# Ames Housing Sale Predictions - Production Model

## Contents:
- [Imports & Data](#Imports-\&-Data)
- [Define X & y](#Define-X-\&-y)
- [Scale Model](#Scale-Model)
- [Fit and Asses Model](#Fit-and-Asses-Model)
    - [Linear Regression (OLS)](#Linear-Regression-(OLS))
    - [Ridge Model](#Ridge-Model)
    - [LASSO Model](#LASSO-Model)
- [Predictions & Review](#Predictions-\&-Review)
- [Save Submission Data](#Save-Submission-Data)
- [Conclusions & Recommendations](#Conclusions-\&-Recommendations)

## Imports & Data

#### Libraries

In [1]:
import numpy as np
import pandas as pd
import matplotlib.pyplot as plt

from sklearn.linear_model import LinearRegression
from sklearn.model_selection import train_test_split
from sklearn.preprocessing import StandardScaler
from sklearn import metrics
from sklearn.linear_model import RidgeCV
from sklearn.linear_model import LassoCV

#### Read In Data

In [2]:
# define paths
path_production_data = '../datasets/03_production/'
path_submission_data = '../datasets/04_submission/'

In [3]:
# Read in data
df_train = pd.read_csv(f'{path_production_data}train_production.csv')
df_test = pd.read_csv(f'{path_production_data}test_production.csv')

## Define X & y

In [4]:
# Define X & y
X_train = df_train.drop(columns='SalePrice')
y_train = df_train['SalePrice']

# Test Data - for predictions
X_test = df_test

## Scale Model

In [5]:
# Scale model
sc = StandardScaler()

In [6]:
Z_train = sc.fit_transform(X_train)
Z_test = sc.transform(X_test)

In [7]:
# Review scaled means
print(f'Train mean sum: {Z_train.mean(axis=0).sum().round(4)}')
print(f'Test mean sum: {Z_test.mean(axis=0).sum().round(4)}')

Train mean sum: -0.0
Test mean sum: -1.078


## Fit and Asses Model
- Only one model is uncommented at a time.
- This allows for easy sqitching between models to produce different outputs.

### Linear Regression (OLS)

In [8]:
# # Instantiate Model
# model = LinearRegression()

In [9]:
# # Fit model
# model.fit(Z_train, y_train);

### Ridge Model

In [10]:
# # Create a list of ridge alphas to test
# r_alphas = np.logspace(0, 1, 500)

# # Cross-validate over our list of ridge alphas.
# model = RidgeCV(alphas=r_alphas, scoring='r2', cv=10) # Uses MSE by default

# # Fit model using best ridge alpha!
# model.fit(Z_train, y_train);

In [11]:
# # Optimal value of alpha
# model.alpha_

### LASSO Model

In [18]:
# Create a list of LASSO alphas to test
l_alphas = np.logspace(1, 2, 500)

# Cross-validate over our list of Lasso alphas.
model = LassoCV(alphas=l_alphas, cv=10, max_iter=5000)

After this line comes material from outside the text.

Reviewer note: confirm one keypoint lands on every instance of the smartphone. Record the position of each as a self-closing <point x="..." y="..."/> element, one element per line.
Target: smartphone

# Fit model using best lasso alpha!
model.fit(Z_train, y_train);

In [19]:
# Optimal value of alpha
model.alpha_

42.38913057338779

## Predictions & Review
- Make predictions and review R$^2$
- Format data for submission
- Final data check

In [20]:
# Make predictions
y_preds = model.predict(Z_test)

In [21]:
# Add predictions to df_test
df_test['SalePrice'] = y_preds

In [22]:
# Create submission df (correct 'Id' column name and set 'Id' as index)
df_submission = df_test[['Id', 'SalePrice']].set_index('Id')
print(df_submission.shape) # Confirm this is (878, 1)!
df_submission.head() # Id starts with (2658, 2718, 2414, 1989, 625, ...)

(878, 1)


Unnamed: 0_level_0,SalePrice
Id,Unnamed: 1_level_1
2658,147300.72206
2718,158758.907182
2414,211361.910297
1989,99272.602747
625,175110.811257


In [23]:
# Verify Train data R2
print(f'Training R2: {model.score(Z_train, y_train)}')

Training R2: 0.9465720446283913


## Save Submission Data
- Save formatted csv for Kaggle submission

In [18]:
# Save submission
descriptor = 'dum_ord_poly_eng_lasso_5' # describe filename
df_submission.to_csv(f'{path_submission_data}cl_submission_{descriptor}.csv')

## Conclusions & Recommendations

### Conclusion
Our team of data scientists analyzed the Ames, IA housing dataset to determine if the data provided meaningful information about the Sale Price of each home.

We initially cleaned the data to account for abnormalities and problems. We then performed EDA on the dataset to discover meaningful correlations between features. Then we engineered features via several methods including, creating dummies, mapping ordinal categories to numbers, creating new features based upon similar features, and creating polynomial features to determine reactions between features. All features were then scaled to prepare them for modeling and regularization.

All of these engineered features were then tested on three linear regression models:
- Ordinary Least Squares (OLS)
- Ridge Regression (l2 penalty)
- LASSO Regression (l1 penalty)

From these models, it was determined that the Ridge and LASSO models performed best based on their $R^2$ and MSE scores. Both the Ridge and LASSO models utilized 10-fold cross-validation to improve their performance. The Ordinary Least Squares model outperformed the other two models on the training data, but worse on the test data. This is because the model was overfit. Because the Ridge and LASSO models utilize penalties, they can regularize the data to create more robust models that generalize better to new data.

We have concluded that utilizing any of the three linear regression models with this data set can produce accurate predictions above the $R^2$ of 0.90 and < 30000 MSE threshold that Zillow provided.

### Recommendations
Based on our achievement of the success metrics and conclusions, we recommend that Zillow allocate more funding to further develop this home sale price prediction technology. Resources should be distributed to collect larger and better data sets as well as continue to refine and improve the current proof-of-concept models.

We also recommend that if Zillow chooses to utilize models to predict the effect of certain aspects of a home on sale price rather than simply utilizing all information to predict the sale price, the complexity of the model be reduced by removing variables that exhibit multicollinearity. This would likely reduce the overall performance of the model, but would provide more clarity to how individual features affect sale price.